Dans l’optique de réunir moyens financiers et ressources humaines, des parents et des enseignants fondent également en 1982 l’Association Languedoc-Roussillon pour le développement des bibliothèques centres documentaires en milieu scolaire (ABCD) 3 qui, jusqu’en 2002, coordonnera ce réseau conjointement à la ville et aux écoles. Par une circulaire de 1984, le ministère de l’Éducation nationale reconnaît l’importance des bibliothèques centres documentaires (BCD) comme lieux autogérés d’apprentissage de la lecture par la liberté et l’autonomie des lecteurs. La ville de Montpellier apporte l’essentiel du financement des bibliothèques d’écoles par l’intermédiaire d’une subvention à l’ABCD, par l’intervention du Service de l’enseignement (achat du mobilier et du fonds constitutif de livres) et par la création du Fonds tournant de la bibliothèque municipale pour renouveler les collections.

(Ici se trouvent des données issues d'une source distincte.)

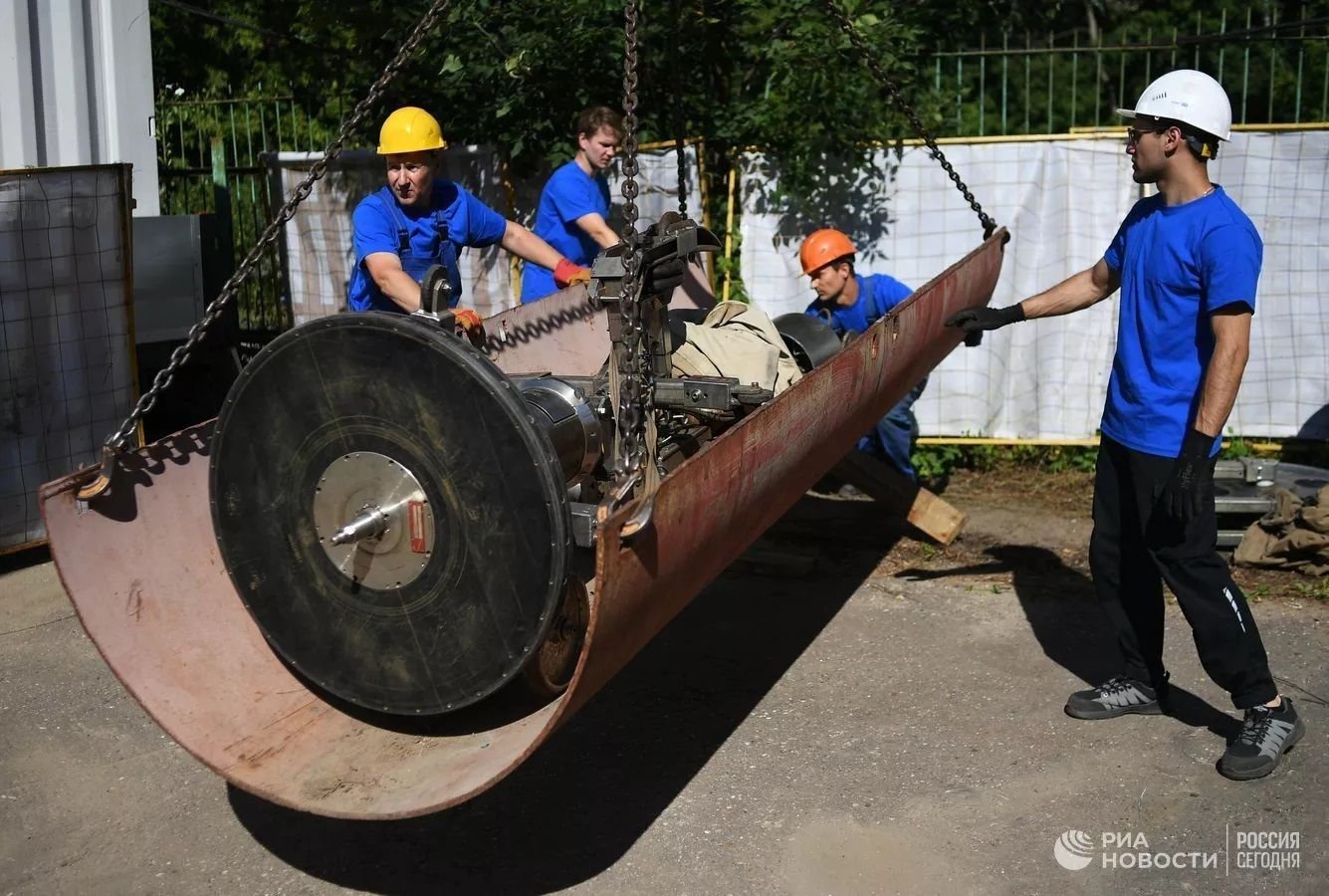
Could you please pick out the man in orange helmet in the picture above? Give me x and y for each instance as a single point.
(851, 304)
(420, 219)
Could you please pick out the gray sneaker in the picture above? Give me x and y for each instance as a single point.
(1114, 697)
(1265, 736)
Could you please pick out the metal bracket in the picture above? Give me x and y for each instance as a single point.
(583, 524)
(673, 237)
(707, 393)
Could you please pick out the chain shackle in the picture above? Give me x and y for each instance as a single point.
(889, 86)
(300, 194)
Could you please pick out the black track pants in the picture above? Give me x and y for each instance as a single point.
(1134, 551)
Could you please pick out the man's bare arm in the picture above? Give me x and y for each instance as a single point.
(1075, 293)
(393, 282)
(1222, 377)
(529, 248)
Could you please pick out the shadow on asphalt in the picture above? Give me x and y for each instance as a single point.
(1063, 614)
(573, 808)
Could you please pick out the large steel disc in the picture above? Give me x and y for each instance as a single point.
(388, 512)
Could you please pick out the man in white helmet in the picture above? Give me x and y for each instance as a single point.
(1187, 262)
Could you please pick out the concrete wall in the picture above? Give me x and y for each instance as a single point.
(76, 88)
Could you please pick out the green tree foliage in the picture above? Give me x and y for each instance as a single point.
(774, 75)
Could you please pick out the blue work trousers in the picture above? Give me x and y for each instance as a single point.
(895, 435)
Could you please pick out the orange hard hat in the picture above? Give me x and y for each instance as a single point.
(823, 248)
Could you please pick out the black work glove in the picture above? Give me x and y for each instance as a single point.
(1183, 495)
(662, 277)
(984, 318)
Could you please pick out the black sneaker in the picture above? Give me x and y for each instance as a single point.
(1265, 736)
(1114, 697)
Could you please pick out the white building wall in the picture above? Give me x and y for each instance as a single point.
(76, 88)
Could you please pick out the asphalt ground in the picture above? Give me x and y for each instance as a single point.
(817, 721)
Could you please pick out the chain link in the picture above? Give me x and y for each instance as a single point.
(637, 401)
(679, 118)
(888, 83)
(217, 306)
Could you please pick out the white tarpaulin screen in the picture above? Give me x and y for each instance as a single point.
(1062, 201)
(66, 376)
(320, 257)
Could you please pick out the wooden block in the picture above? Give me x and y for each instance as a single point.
(887, 486)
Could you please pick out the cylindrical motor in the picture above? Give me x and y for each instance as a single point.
(562, 411)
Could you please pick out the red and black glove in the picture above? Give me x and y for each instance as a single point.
(567, 273)
(468, 324)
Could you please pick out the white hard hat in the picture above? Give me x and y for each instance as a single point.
(1187, 96)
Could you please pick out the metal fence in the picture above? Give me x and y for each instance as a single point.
(1276, 72)
(210, 159)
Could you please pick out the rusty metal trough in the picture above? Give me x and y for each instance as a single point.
(142, 569)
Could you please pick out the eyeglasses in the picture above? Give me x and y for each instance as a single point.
(1133, 134)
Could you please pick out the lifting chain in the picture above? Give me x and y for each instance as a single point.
(679, 118)
(889, 86)
(635, 404)
(179, 356)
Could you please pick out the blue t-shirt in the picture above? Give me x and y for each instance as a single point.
(569, 194)
(420, 238)
(877, 294)
(1178, 266)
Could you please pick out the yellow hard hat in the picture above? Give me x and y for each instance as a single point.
(409, 129)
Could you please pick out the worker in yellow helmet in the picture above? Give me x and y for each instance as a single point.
(420, 219)
(851, 304)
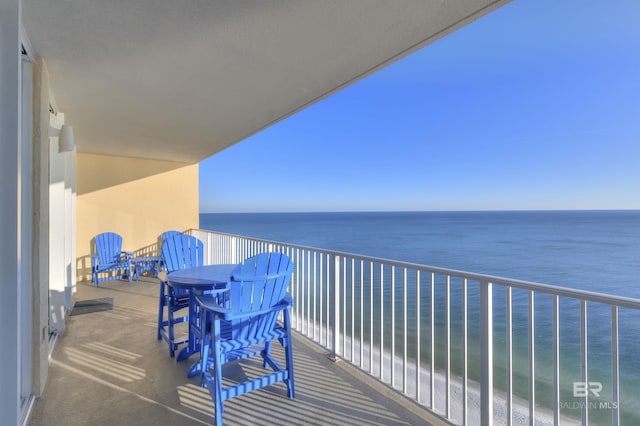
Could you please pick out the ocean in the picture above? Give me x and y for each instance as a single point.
(597, 251)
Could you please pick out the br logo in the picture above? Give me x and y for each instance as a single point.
(582, 389)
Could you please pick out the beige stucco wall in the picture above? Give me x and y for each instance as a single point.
(136, 198)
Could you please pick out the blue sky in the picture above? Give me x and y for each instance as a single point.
(534, 106)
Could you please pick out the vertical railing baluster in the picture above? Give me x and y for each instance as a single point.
(615, 368)
(556, 360)
(486, 353)
(393, 325)
(303, 292)
(344, 307)
(309, 333)
(328, 298)
(418, 339)
(336, 306)
(315, 299)
(382, 322)
(362, 314)
(465, 366)
(432, 348)
(584, 370)
(371, 309)
(297, 295)
(353, 310)
(404, 332)
(532, 360)
(447, 346)
(509, 355)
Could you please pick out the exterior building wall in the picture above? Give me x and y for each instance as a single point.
(10, 261)
(136, 198)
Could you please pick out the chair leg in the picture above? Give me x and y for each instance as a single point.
(266, 353)
(205, 345)
(289, 354)
(217, 369)
(161, 303)
(172, 337)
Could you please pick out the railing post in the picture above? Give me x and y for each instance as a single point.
(234, 256)
(486, 353)
(336, 307)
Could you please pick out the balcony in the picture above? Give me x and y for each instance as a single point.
(108, 368)
(447, 346)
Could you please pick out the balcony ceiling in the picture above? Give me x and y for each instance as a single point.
(183, 80)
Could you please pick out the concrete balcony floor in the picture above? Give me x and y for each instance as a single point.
(108, 368)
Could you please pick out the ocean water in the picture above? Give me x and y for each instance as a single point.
(590, 250)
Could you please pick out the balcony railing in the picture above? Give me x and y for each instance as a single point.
(472, 348)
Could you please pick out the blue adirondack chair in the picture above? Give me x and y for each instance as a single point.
(242, 321)
(179, 251)
(109, 258)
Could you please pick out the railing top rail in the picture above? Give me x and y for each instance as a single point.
(619, 301)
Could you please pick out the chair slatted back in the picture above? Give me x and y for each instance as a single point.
(180, 251)
(108, 247)
(257, 285)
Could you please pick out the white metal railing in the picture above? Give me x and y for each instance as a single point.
(472, 348)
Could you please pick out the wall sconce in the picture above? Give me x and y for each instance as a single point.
(66, 141)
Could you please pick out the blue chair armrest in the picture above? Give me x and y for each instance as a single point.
(126, 255)
(209, 301)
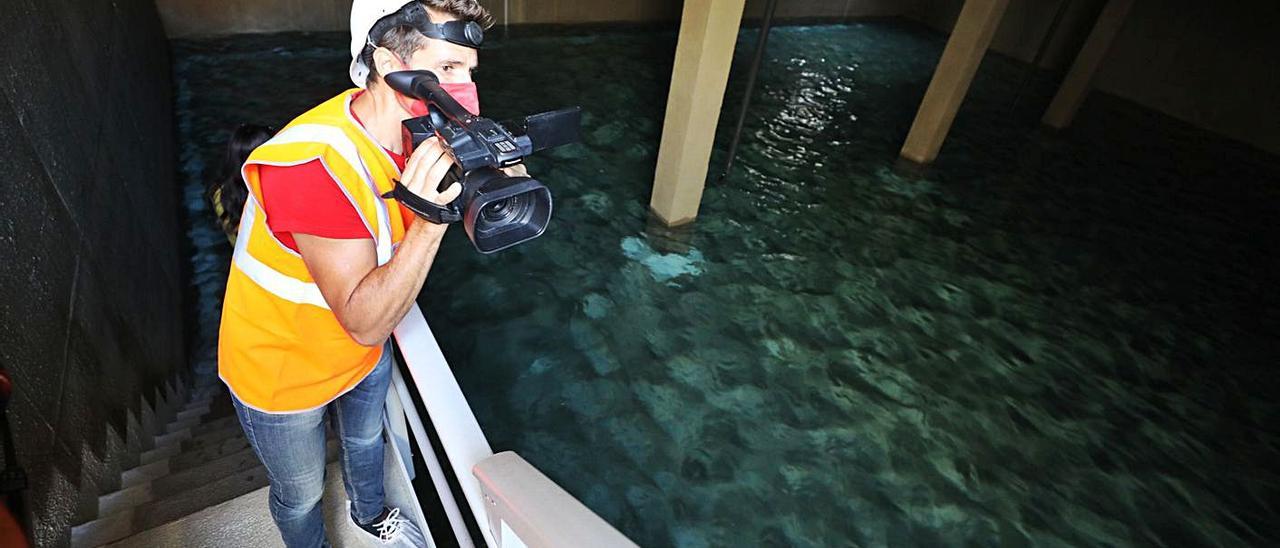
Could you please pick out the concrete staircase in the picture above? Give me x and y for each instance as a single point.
(199, 461)
(202, 485)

Pour recevoir de la bibliothèque municipale un dépôt de livres, les écoles doivent disposer d’un fonds propre, dont les ouvrages vieillis ont été éliminés ; de rayonnages et d’un fichier ; et d’une équipe (parents, enseignants) pour faire fonctionner la bibliothèque. L’emprunt des livres s’effectue en septembre et le retour en juin.

Au cours de ces vingt ans d’existence, le programme, tout en maintenant les mêmes finalités, connaît une évolution en trois phases : 1982-1992 ; 1993-1999 ; depuis 2000.

Dès 1982-1984, des BCD sont installées dans une douzaine d’écoles et, progressivement, dans l’ensemble des écoles maternelles et primaires de la ville.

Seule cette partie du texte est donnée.